Second, work with your healthcare provider to ensure that a Medicare-certified agency orders and provides home healthcare services.
Finally, read the fine print and understand any coverage limitations or restrictions that may apply. The Medicare-certified agency is well versed in the cover limitations and costs. Be sure to consult with them ahead of time.
Alternative options for home health care coverage
While Medicare provides coverage for many home health care services, alternative options may be available to better meet your needs. For example, private insurance plans may offer more comprehensive coverage for certain services. Medicaid is another route for low-income individuals.
Private Home Health Care Insurance Policies
Home health care insurance is typically a private insurance policy purchased ahead of time to assist Medicare in caring for someone receiving home health care. The policy covers activities of daily living in the home, such as bathing, feeding, transportation, and housekeeping. Like any insurance, these alternative options must be purchased before the health issues arise. Many insurance carriers offer a variety of these types of policies.
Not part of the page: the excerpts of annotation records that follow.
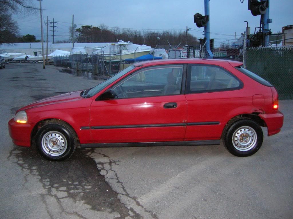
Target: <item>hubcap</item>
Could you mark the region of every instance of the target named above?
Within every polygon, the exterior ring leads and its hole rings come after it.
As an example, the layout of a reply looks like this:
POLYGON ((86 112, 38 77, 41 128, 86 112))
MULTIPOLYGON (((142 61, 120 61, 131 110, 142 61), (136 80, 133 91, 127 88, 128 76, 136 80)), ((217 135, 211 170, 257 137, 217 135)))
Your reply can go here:
POLYGON ((257 141, 256 132, 249 126, 242 126, 238 129, 233 133, 232 138, 234 147, 242 151, 253 148, 257 141))
POLYGON ((59 156, 67 148, 67 141, 64 135, 59 131, 51 131, 44 135, 42 147, 45 153, 51 156, 59 156))

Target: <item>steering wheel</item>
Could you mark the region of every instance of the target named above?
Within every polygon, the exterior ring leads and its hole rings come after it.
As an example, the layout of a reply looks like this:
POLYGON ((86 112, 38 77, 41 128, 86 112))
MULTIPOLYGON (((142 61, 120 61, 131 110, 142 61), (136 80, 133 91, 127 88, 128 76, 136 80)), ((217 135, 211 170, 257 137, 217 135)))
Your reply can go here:
POLYGON ((121 93, 122 94, 122 96, 123 96, 123 97, 127 97, 127 95, 126 94, 126 93, 124 90, 124 88, 123 88, 123 87, 122 86, 122 85, 120 85, 120 86, 118 86, 118 87, 119 88, 120 91, 121 93))

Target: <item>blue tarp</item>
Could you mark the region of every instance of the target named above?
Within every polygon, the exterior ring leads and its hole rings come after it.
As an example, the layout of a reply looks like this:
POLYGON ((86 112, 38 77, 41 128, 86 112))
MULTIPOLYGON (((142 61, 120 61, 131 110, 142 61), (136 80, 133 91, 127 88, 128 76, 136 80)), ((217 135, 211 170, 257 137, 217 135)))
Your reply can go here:
MULTIPOLYGON (((162 57, 155 57, 155 59, 161 59, 163 58, 162 57)), ((152 55, 148 54, 139 57, 137 57, 135 59, 135 61, 147 61, 148 60, 152 60, 154 59, 154 56, 152 55)), ((130 62, 134 62, 134 59, 126 59, 125 61, 129 61, 130 62)))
In addition, a variety of community-based programs and organizations offer support and assistance to seniors and individuals with disabilities. These programs may include meal delivery, transportation services, and assistance with daily living activities.
Home Health Agency Advance Beneficiary Notice of Noncoverage
When a certified home health agency believes that Medicare may not pay for some or all of a person’s home health care, it must give the person a written notice called an Advance Beneficiary Notice of Noncoverage (ABN). The ABN might occur, for example, if the home health agency thinks that Medicare will not pay for items or services because:
- The care is not considered medically reasonable and necessary.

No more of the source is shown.